Research Design and Methods: A cross-institutional team will develop FABLES including WestEd, the University of California Berkeley's Lawrence Hall of Science, and Concord Consortium. These institutions will leverage their collective expertise in NGSS teaching and learning, young learners' development of science proficiency and literacy, science assessment, technology-enhanced formative assessment, and teacher professional learning. To develop high-quality formative assessment resources, the team will use the Next Generation Science Assessment for Young Scientists (NGSA-YS) design approach that is undergirded by evidence-centered design methodology. The researchers will iteratively refine the tasks via cognitive interviews, expert review, and field testing, and iteratively refine the teacher resources via expert review, teacher feedback, and field testing. The tasks and resources will be organized into an intervention supported by teacher professional learning that can be used weekly during physical science and Earth and space science instruction. Finally, a pilot test will examine the usability, feasibility, and instructional value of FABLES in order to inform the NGSA-YS design approach and determine the promise of the intervention.

In the pilot study, teachers (and their classrooms) will be randomly assigned to treatment or control conditions via blocks of school or school-pairing (depending on the number of teachers recruited from each school). For multi-school blocks, a Mahalanobis distance metric will be used to pair schools that are most similar on key demographic factors while minimizing the total distance between all within-block schools. Treatment teachers will implement the FABLES intervention on a weekly basis over the course of teaching their instructional sequence in Physical Science. Treatment teachers will receive professional learning experiences during the summer prior to the implementation school year as well as attend midyear workshops/webinars to help them make sense of their students' responses. In a follow-up round of implementation, treatment teachers will implement a weekly second set of FABLES in their classroom over the course of teaching their instructional sequence in Earth and Space Science.

Control Condition: Control condition classrooms will implement their business-as-usual curriculum and instructional strategies.

Key Measures: At the student level, Northwest Evaluation Association Measures of Academic Progress (NWEA MAP) Growth for Science and Language Use tests will be used to measure student learning. At the teacher level, the Assessing the Impact (AIM) Forces and Motion assessment and Content Knowledge for Teaching English Language Arts (CKT ELA) will be used to measure teacher pedagogical content knowledge development.
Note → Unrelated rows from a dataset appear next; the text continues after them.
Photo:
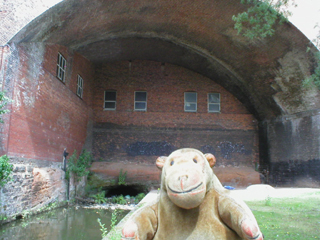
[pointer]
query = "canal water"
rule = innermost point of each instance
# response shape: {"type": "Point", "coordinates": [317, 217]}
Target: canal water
{"type": "Point", "coordinates": [72, 223]}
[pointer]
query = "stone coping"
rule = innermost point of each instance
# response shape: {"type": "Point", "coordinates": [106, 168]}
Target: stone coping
{"type": "Point", "coordinates": [255, 192]}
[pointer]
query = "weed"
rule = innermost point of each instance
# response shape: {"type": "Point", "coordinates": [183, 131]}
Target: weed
{"type": "Point", "coordinates": [268, 201]}
{"type": "Point", "coordinates": [5, 170]}
{"type": "Point", "coordinates": [103, 229]}
{"type": "Point", "coordinates": [139, 197]}
{"type": "Point", "coordinates": [79, 166]}
{"type": "Point", "coordinates": [283, 219]}
{"type": "Point", "coordinates": [100, 197]}
{"type": "Point", "coordinates": [119, 200]}
{"type": "Point", "coordinates": [122, 178]}
{"type": "Point", "coordinates": [114, 235]}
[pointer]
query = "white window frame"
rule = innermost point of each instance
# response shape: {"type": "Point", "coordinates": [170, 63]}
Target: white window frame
{"type": "Point", "coordinates": [61, 67]}
{"type": "Point", "coordinates": [80, 86]}
{"type": "Point", "coordinates": [139, 102]}
{"type": "Point", "coordinates": [110, 101]}
{"type": "Point", "coordinates": [211, 103]}
{"type": "Point", "coordinates": [188, 103]}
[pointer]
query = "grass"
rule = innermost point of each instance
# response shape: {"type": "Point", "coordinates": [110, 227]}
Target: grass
{"type": "Point", "coordinates": [289, 218]}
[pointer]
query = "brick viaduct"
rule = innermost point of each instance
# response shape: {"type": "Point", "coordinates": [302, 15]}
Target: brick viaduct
{"type": "Point", "coordinates": [165, 48]}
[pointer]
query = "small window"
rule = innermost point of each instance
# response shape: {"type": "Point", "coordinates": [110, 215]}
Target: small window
{"type": "Point", "coordinates": [190, 101]}
{"type": "Point", "coordinates": [61, 67]}
{"type": "Point", "coordinates": [140, 101]}
{"type": "Point", "coordinates": [213, 102]}
{"type": "Point", "coordinates": [80, 86]}
{"type": "Point", "coordinates": [110, 100]}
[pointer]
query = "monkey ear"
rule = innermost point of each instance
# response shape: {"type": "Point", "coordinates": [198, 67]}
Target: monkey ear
{"type": "Point", "coordinates": [160, 161]}
{"type": "Point", "coordinates": [211, 159]}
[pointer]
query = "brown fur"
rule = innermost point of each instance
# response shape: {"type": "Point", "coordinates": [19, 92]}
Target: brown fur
{"type": "Point", "coordinates": [183, 211]}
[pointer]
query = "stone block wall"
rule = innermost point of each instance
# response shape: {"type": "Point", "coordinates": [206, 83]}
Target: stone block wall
{"type": "Point", "coordinates": [46, 114]}
{"type": "Point", "coordinates": [35, 184]}
{"type": "Point", "coordinates": [46, 117]}
{"type": "Point", "coordinates": [294, 152]}
{"type": "Point", "coordinates": [137, 138]}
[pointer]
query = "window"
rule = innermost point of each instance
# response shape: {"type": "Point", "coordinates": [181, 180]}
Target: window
{"type": "Point", "coordinates": [213, 102]}
{"type": "Point", "coordinates": [80, 86]}
{"type": "Point", "coordinates": [140, 101]}
{"type": "Point", "coordinates": [61, 67]}
{"type": "Point", "coordinates": [190, 101]}
{"type": "Point", "coordinates": [110, 100]}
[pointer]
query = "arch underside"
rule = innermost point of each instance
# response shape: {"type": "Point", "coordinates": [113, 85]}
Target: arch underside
{"type": "Point", "coordinates": [196, 35]}
{"type": "Point", "coordinates": [264, 75]}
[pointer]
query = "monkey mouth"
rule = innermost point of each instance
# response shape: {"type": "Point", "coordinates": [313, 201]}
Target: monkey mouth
{"type": "Point", "coordinates": [187, 191]}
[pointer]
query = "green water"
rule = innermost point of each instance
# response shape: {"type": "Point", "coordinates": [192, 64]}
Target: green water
{"type": "Point", "coordinates": [60, 224]}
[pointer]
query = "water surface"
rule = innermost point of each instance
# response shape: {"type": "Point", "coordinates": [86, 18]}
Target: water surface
{"type": "Point", "coordinates": [60, 224]}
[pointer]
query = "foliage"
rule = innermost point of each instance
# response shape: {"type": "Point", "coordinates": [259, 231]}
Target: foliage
{"type": "Point", "coordinates": [103, 229]}
{"type": "Point", "coordinates": [259, 19]}
{"type": "Point", "coordinates": [3, 102]}
{"type": "Point", "coordinates": [268, 201]}
{"type": "Point", "coordinates": [139, 197]}
{"type": "Point", "coordinates": [119, 200]}
{"type": "Point", "coordinates": [79, 166]}
{"type": "Point", "coordinates": [113, 234]}
{"type": "Point", "coordinates": [5, 170]}
{"type": "Point", "coordinates": [315, 77]}
{"type": "Point", "coordinates": [122, 178]}
{"type": "Point", "coordinates": [100, 197]}
{"type": "Point", "coordinates": [295, 211]}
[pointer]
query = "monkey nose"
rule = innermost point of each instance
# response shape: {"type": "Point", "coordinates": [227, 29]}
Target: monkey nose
{"type": "Point", "coordinates": [183, 179]}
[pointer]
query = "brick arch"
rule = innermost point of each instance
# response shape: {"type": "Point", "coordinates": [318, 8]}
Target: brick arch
{"type": "Point", "coordinates": [189, 32]}
{"type": "Point", "coordinates": [265, 75]}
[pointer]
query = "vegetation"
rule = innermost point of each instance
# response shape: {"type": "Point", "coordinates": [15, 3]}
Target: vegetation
{"type": "Point", "coordinates": [100, 197]}
{"type": "Point", "coordinates": [122, 178]}
{"type": "Point", "coordinates": [259, 20]}
{"type": "Point", "coordinates": [261, 16]}
{"type": "Point", "coordinates": [139, 197]}
{"type": "Point", "coordinates": [5, 170]}
{"type": "Point", "coordinates": [79, 166]}
{"type": "Point", "coordinates": [3, 102]}
{"type": "Point", "coordinates": [114, 235]}
{"type": "Point", "coordinates": [119, 200]}
{"type": "Point", "coordinates": [301, 215]}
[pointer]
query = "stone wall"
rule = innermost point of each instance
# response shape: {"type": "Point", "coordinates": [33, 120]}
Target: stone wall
{"type": "Point", "coordinates": [294, 152]}
{"type": "Point", "coordinates": [35, 185]}
{"type": "Point", "coordinates": [46, 115]}
{"type": "Point", "coordinates": [132, 140]}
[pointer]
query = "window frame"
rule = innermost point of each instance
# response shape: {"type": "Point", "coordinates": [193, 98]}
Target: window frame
{"type": "Point", "coordinates": [79, 86]}
{"type": "Point", "coordinates": [214, 103]}
{"type": "Point", "coordinates": [189, 102]}
{"type": "Point", "coordinates": [135, 101]}
{"type": "Point", "coordinates": [61, 68]}
{"type": "Point", "coordinates": [110, 101]}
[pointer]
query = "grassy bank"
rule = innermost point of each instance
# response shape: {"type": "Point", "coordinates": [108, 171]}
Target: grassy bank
{"type": "Point", "coordinates": [289, 218]}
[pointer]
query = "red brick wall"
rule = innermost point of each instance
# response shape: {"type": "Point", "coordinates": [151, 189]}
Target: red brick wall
{"type": "Point", "coordinates": [47, 115]}
{"type": "Point", "coordinates": [165, 97]}
{"type": "Point", "coordinates": [128, 135]}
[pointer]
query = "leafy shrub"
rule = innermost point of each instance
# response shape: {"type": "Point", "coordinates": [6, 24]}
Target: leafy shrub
{"type": "Point", "coordinates": [79, 166]}
{"type": "Point", "coordinates": [119, 200]}
{"type": "Point", "coordinates": [139, 197]}
{"type": "Point", "coordinates": [100, 197]}
{"type": "Point", "coordinates": [5, 170]}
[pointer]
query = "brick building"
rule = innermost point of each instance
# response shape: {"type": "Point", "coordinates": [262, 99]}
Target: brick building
{"type": "Point", "coordinates": [130, 81]}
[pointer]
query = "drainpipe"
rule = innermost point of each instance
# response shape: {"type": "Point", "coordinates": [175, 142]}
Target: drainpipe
{"type": "Point", "coordinates": [65, 154]}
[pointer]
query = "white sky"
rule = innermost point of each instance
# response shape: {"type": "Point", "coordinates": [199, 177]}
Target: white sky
{"type": "Point", "coordinates": [305, 16]}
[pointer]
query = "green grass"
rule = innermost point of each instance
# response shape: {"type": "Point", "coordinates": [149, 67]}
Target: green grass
{"type": "Point", "coordinates": [289, 218]}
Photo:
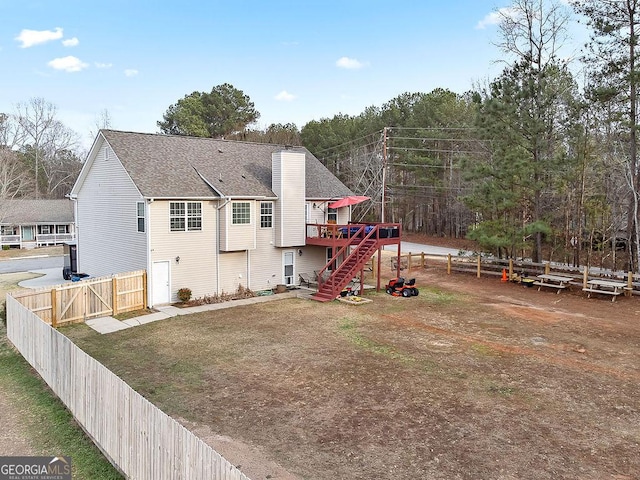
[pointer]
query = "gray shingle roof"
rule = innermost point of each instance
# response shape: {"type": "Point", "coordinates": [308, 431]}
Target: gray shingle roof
{"type": "Point", "coordinates": [166, 166]}
{"type": "Point", "coordinates": [34, 212]}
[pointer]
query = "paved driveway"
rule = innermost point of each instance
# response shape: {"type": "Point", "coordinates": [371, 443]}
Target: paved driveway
{"type": "Point", "coordinates": [409, 247]}
{"type": "Point", "coordinates": [29, 264]}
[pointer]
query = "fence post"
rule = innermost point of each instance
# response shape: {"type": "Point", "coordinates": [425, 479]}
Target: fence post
{"type": "Point", "coordinates": [114, 296]}
{"type": "Point", "coordinates": [54, 308]}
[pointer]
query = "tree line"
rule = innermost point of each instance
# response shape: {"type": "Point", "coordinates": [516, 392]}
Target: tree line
{"type": "Point", "coordinates": [533, 163]}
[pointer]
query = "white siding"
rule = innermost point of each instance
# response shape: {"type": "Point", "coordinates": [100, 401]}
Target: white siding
{"type": "Point", "coordinates": [233, 271]}
{"type": "Point", "coordinates": [107, 230]}
{"type": "Point", "coordinates": [196, 268]}
{"type": "Point", "coordinates": [288, 183]}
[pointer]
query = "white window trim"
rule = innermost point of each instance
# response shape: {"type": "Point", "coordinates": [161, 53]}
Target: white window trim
{"type": "Point", "coordinates": [266, 215]}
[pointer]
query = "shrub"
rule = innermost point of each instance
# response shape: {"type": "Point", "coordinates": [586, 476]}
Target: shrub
{"type": "Point", "coordinates": [184, 295]}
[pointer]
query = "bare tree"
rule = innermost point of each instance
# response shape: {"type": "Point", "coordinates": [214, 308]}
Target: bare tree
{"type": "Point", "coordinates": [15, 180]}
{"type": "Point", "coordinates": [35, 119]}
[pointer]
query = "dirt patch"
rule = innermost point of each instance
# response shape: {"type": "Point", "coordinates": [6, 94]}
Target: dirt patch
{"type": "Point", "coordinates": [474, 378]}
{"type": "Point", "coordinates": [30, 252]}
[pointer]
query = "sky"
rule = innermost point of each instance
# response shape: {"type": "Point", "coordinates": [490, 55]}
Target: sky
{"type": "Point", "coordinates": [297, 60]}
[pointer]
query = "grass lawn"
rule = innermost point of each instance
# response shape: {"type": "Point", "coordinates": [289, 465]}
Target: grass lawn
{"type": "Point", "coordinates": [38, 421]}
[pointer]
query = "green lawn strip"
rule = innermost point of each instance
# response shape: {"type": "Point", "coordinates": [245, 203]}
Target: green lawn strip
{"type": "Point", "coordinates": [51, 427]}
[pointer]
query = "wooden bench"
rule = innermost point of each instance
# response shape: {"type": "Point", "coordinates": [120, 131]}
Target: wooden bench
{"type": "Point", "coordinates": [605, 287]}
{"type": "Point", "coordinates": [553, 281]}
{"type": "Point", "coordinates": [309, 279]}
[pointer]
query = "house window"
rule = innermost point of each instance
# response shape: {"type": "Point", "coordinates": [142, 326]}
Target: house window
{"type": "Point", "coordinates": [140, 215]}
{"type": "Point", "coordinates": [266, 214]}
{"type": "Point", "coordinates": [332, 215]}
{"type": "Point", "coordinates": [185, 216]}
{"type": "Point", "coordinates": [241, 213]}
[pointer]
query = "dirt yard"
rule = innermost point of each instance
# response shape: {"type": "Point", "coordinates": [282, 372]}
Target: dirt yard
{"type": "Point", "coordinates": [472, 379]}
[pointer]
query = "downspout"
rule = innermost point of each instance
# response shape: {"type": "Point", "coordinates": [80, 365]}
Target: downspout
{"type": "Point", "coordinates": [226, 201]}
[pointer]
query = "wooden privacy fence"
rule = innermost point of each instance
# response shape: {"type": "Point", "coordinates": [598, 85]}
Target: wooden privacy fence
{"type": "Point", "coordinates": [137, 437]}
{"type": "Point", "coordinates": [96, 297]}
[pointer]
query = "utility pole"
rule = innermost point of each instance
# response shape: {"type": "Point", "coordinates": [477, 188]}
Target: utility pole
{"type": "Point", "coordinates": [384, 173]}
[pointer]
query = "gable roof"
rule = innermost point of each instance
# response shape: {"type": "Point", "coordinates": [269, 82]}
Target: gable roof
{"type": "Point", "coordinates": [169, 166]}
{"type": "Point", "coordinates": [36, 212]}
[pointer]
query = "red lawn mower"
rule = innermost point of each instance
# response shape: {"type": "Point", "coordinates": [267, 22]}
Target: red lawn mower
{"type": "Point", "coordinates": [399, 288]}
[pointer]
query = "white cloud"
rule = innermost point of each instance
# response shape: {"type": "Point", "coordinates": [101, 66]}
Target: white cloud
{"type": "Point", "coordinates": [29, 38]}
{"type": "Point", "coordinates": [349, 63]}
{"type": "Point", "coordinates": [494, 18]}
{"type": "Point", "coordinates": [68, 64]}
{"type": "Point", "coordinates": [71, 42]}
{"type": "Point", "coordinates": [285, 96]}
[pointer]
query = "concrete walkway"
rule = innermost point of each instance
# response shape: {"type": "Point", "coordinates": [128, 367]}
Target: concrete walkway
{"type": "Point", "coordinates": [109, 324]}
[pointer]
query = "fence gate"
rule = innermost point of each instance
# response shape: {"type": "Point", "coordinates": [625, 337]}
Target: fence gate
{"type": "Point", "coordinates": [78, 301]}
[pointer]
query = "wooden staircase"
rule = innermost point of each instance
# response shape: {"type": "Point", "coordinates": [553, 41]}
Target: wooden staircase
{"type": "Point", "coordinates": [340, 277]}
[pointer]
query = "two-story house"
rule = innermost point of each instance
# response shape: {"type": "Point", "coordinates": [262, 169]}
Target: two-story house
{"type": "Point", "coordinates": [204, 213]}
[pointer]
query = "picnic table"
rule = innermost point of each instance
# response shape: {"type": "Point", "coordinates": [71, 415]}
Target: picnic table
{"type": "Point", "coordinates": [605, 287]}
{"type": "Point", "coordinates": [558, 282]}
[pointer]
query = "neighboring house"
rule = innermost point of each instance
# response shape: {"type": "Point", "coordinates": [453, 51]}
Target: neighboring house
{"type": "Point", "coordinates": [36, 223]}
{"type": "Point", "coordinates": [201, 213]}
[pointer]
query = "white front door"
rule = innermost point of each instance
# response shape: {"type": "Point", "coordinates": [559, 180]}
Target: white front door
{"type": "Point", "coordinates": [287, 262]}
{"type": "Point", "coordinates": [161, 292]}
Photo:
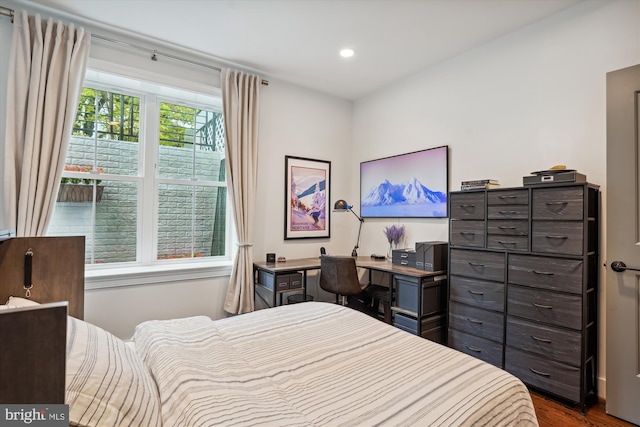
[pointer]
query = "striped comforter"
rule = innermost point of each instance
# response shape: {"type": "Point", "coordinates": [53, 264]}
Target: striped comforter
{"type": "Point", "coordinates": [318, 364]}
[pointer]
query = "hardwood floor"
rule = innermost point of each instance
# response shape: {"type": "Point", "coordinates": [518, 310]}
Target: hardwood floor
{"type": "Point", "coordinates": [554, 414]}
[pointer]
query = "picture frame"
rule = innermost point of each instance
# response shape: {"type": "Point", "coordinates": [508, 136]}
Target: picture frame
{"type": "Point", "coordinates": [410, 185]}
{"type": "Point", "coordinates": [307, 198]}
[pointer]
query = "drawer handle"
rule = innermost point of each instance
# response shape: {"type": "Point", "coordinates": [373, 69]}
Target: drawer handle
{"type": "Point", "coordinates": [548, 307]}
{"type": "Point", "coordinates": [542, 273]}
{"type": "Point", "coordinates": [541, 339]}
{"type": "Point", "coordinates": [542, 374]}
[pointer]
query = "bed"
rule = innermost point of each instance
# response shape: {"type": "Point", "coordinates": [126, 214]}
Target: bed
{"type": "Point", "coordinates": [308, 364]}
{"type": "Point", "coordinates": [311, 364]}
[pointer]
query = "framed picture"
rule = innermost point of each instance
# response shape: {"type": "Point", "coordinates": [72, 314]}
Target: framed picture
{"type": "Point", "coordinates": [307, 194]}
{"type": "Point", "coordinates": [412, 185]}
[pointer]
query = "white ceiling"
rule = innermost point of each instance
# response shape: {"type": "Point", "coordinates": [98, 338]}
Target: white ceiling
{"type": "Point", "coordinates": [298, 40]}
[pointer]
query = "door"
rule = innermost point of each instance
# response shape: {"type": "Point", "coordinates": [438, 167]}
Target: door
{"type": "Point", "coordinates": [623, 244]}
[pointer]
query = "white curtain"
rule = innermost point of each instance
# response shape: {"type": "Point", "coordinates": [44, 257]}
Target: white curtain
{"type": "Point", "coordinates": [46, 71]}
{"type": "Point", "coordinates": [240, 100]}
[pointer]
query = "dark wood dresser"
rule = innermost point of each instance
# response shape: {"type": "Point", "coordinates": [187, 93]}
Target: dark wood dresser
{"type": "Point", "coordinates": [523, 280]}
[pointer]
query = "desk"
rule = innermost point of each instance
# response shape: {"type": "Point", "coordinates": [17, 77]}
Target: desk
{"type": "Point", "coordinates": [418, 298]}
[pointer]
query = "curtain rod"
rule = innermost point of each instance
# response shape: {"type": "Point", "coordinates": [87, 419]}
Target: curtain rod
{"type": "Point", "coordinates": [154, 53]}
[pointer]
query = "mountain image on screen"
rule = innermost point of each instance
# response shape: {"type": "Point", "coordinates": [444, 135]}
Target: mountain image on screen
{"type": "Point", "coordinates": [388, 199]}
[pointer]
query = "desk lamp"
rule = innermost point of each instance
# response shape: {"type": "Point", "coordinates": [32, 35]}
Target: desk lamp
{"type": "Point", "coordinates": [342, 206]}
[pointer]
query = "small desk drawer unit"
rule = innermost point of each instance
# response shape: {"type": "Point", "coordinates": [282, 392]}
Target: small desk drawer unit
{"type": "Point", "coordinates": [280, 282]}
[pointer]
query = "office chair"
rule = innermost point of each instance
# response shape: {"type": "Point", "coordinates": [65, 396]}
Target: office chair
{"type": "Point", "coordinates": [339, 275]}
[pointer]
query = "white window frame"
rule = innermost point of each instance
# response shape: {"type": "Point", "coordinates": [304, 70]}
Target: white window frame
{"type": "Point", "coordinates": [148, 270]}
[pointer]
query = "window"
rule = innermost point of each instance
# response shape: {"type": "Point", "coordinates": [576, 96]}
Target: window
{"type": "Point", "coordinates": [144, 177]}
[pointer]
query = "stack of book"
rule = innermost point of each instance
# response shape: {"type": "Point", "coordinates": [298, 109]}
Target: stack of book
{"type": "Point", "coordinates": [479, 184]}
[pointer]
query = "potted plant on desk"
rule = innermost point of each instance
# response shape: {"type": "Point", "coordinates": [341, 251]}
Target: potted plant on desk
{"type": "Point", "coordinates": [394, 235]}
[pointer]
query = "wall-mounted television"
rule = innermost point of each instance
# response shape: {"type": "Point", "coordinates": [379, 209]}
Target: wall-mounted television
{"type": "Point", "coordinates": [412, 185]}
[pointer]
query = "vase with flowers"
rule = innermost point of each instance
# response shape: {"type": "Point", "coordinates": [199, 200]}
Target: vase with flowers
{"type": "Point", "coordinates": [394, 234]}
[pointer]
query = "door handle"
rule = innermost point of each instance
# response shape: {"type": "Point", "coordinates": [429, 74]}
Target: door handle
{"type": "Point", "coordinates": [619, 267]}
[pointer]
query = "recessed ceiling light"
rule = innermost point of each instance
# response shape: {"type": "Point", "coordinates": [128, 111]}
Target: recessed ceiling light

Classroom observations in-person will use the Baker Rodrigo Ocumpaugh Monitoring Protocol (BROMP) observation protocol while observations taken via video recording will be qualitatively coded and analyzed.

Data Analytic Strategy: The researchers will investigate the construct and instructional validity of the intervention products (i.e., assessment tasks, rubrics, teacher practice guides) and the promise of the intervention for improving teacher knowledge and student learning. In addition to qualitative measures of feasibility and usability of the FABLES intervention during the development phase, the pilot study will enable researchers to synthesize pretest performance, measures of fidelity of implementation, and other relevant covariates in a two-level HLM when evaluating the association between implementing FABLES and student outcomes and a one-level regression analysis when evaluating the association between implementing FABLES and teacher outcomes.

Cost Analysis: While FABLES will be available free-of-charge to teachers and students, costs associated with implementing FABLES above and beyond business-as-usual science teaching (including the opportunity costs of implementation) will be calculated using the ingredients method. Those costs will then be used to determine a cost-effectiveness ratio based on findings from the pilot study.